Ce mardi, l'association Consommation, logement et cadre de vie (CLCV) déplore dans un communiqué « l'absence de volonté chez les élus locaux, alors que le logement privé et social est laissé à l'abandon depuis des décennies ». Elle cite d'autres cas d'immeubles dégradés, comme la résidence du Petit séminaire dans les quartiers nord, « censée être démolie par la mairie depuis plus de 10 ans », et la copropriété du parc Corot (13e arrondissement), « décrite comme la 'honte de la ville' ».

 

L'un des immeubles effondrés de la rue d'Aubagne avait été acquis par Marseille Habitat, et figurait dans le Nouveau programme national de renouvellement urbain (NPNRU) après trois arrêtés de péril entre 2005 et 2006. La cession des différents lots à la société d'économie mixte avaient pris près de 10 ans, avant que l'édifice ne soit vidé puis muré.
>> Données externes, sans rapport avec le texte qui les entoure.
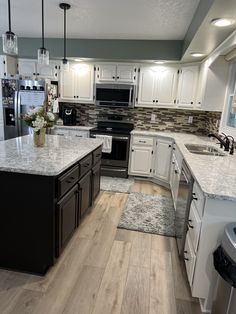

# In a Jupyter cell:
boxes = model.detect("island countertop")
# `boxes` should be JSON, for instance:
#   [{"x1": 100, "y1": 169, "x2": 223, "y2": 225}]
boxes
[
  {"x1": 131, "y1": 130, "x2": 236, "y2": 201},
  {"x1": 0, "y1": 134, "x2": 102, "y2": 176}
]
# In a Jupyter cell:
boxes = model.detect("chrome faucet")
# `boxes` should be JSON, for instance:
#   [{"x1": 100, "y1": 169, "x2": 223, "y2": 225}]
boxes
[{"x1": 208, "y1": 133, "x2": 230, "y2": 152}]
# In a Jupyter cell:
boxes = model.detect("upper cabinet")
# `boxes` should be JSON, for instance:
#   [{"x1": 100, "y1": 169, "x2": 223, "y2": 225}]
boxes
[
  {"x1": 59, "y1": 62, "x2": 94, "y2": 103},
  {"x1": 18, "y1": 59, "x2": 59, "y2": 81},
  {"x1": 96, "y1": 63, "x2": 137, "y2": 83},
  {"x1": 0, "y1": 55, "x2": 17, "y2": 78},
  {"x1": 136, "y1": 66, "x2": 177, "y2": 107},
  {"x1": 177, "y1": 65, "x2": 199, "y2": 108}
]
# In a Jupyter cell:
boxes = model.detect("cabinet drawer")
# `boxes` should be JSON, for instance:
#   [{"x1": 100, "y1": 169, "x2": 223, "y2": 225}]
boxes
[
  {"x1": 192, "y1": 182, "x2": 204, "y2": 218},
  {"x1": 58, "y1": 165, "x2": 79, "y2": 198},
  {"x1": 93, "y1": 146, "x2": 102, "y2": 165},
  {"x1": 184, "y1": 232, "x2": 196, "y2": 286},
  {"x1": 79, "y1": 154, "x2": 93, "y2": 177},
  {"x1": 133, "y1": 136, "x2": 153, "y2": 146},
  {"x1": 188, "y1": 203, "x2": 201, "y2": 252}
]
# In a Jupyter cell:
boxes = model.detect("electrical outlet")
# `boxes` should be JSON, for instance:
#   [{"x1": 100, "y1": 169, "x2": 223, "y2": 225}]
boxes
[
  {"x1": 151, "y1": 113, "x2": 156, "y2": 122},
  {"x1": 188, "y1": 116, "x2": 193, "y2": 123}
]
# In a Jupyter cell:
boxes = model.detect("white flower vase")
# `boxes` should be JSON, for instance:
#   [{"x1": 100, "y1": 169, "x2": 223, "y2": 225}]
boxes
[{"x1": 33, "y1": 128, "x2": 46, "y2": 147}]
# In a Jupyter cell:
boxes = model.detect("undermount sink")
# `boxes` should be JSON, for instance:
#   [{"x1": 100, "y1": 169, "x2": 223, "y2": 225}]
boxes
[{"x1": 184, "y1": 144, "x2": 226, "y2": 156}]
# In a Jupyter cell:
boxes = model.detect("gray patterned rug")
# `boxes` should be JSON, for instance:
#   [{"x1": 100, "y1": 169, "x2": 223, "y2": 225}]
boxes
[
  {"x1": 101, "y1": 176, "x2": 134, "y2": 193},
  {"x1": 117, "y1": 193, "x2": 175, "y2": 236}
]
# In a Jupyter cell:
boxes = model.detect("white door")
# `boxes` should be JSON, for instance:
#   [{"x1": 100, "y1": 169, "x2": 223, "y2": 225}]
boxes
[
  {"x1": 75, "y1": 64, "x2": 94, "y2": 102},
  {"x1": 156, "y1": 67, "x2": 178, "y2": 106},
  {"x1": 116, "y1": 64, "x2": 136, "y2": 83},
  {"x1": 96, "y1": 64, "x2": 116, "y2": 82},
  {"x1": 130, "y1": 146, "x2": 153, "y2": 177},
  {"x1": 138, "y1": 68, "x2": 157, "y2": 106},
  {"x1": 60, "y1": 67, "x2": 76, "y2": 100},
  {"x1": 37, "y1": 61, "x2": 59, "y2": 80},
  {"x1": 177, "y1": 66, "x2": 198, "y2": 107},
  {"x1": 154, "y1": 139, "x2": 172, "y2": 182},
  {"x1": 18, "y1": 59, "x2": 37, "y2": 76}
]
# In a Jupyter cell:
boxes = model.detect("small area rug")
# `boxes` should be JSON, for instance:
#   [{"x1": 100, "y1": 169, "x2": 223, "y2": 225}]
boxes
[
  {"x1": 100, "y1": 176, "x2": 134, "y2": 193},
  {"x1": 117, "y1": 193, "x2": 175, "y2": 236}
]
Des immeubles connus des services municipaux et judiciaires

 

L'immeuble voisin du 65 rue d'Aubagne, copropriété privée, était quant à lui « bien connu de la mairie mais aussi de la justice, ayant fait l'objet de plusieurs expertises réalisées dans le cadre de procédures civiles », dont nos confrères du Monde ont pu prendre connaissance.

 

Le n°65 présentait ainsi « un enfoncement », du fait de son emplacement sur une « rue en pente, (où) les immeubles ont été construits avec très peu de fondations, en château de cartes, accolés les uns aux autres ». L'expert Reynald Filipputi qui a étudié le cas de l'immeuble date les premiers désordres à 2008, avec « la présence d'eaux usées en cave sous forme d'une flaque permanente » et le délitement du « liant de la maçonnerie dans les pieds des murs ».

 

Alors que dans l'immeuble mitoyen, Marseille Habitat prévoyait, selon le même rapport, une opération de réhabilitation conséquente, un autre expert, Bernard Pluchino « recommande d'être très vigilant sur la méthodologie des travaux, en particulier de démolition, de gros œuvre et de couverture. Il semblerait désormais que l'immeuble du 67 s'appuie sur le 65 qui est lui-même mitoyen du 63 ».

 

L'expert judiciaire désigné par le procureur de Marseille aura à déterminer la chronologie et les circonstances ayant mené à l'effondrement des deux immeubles du 63 et 65 rue d'Aubagne.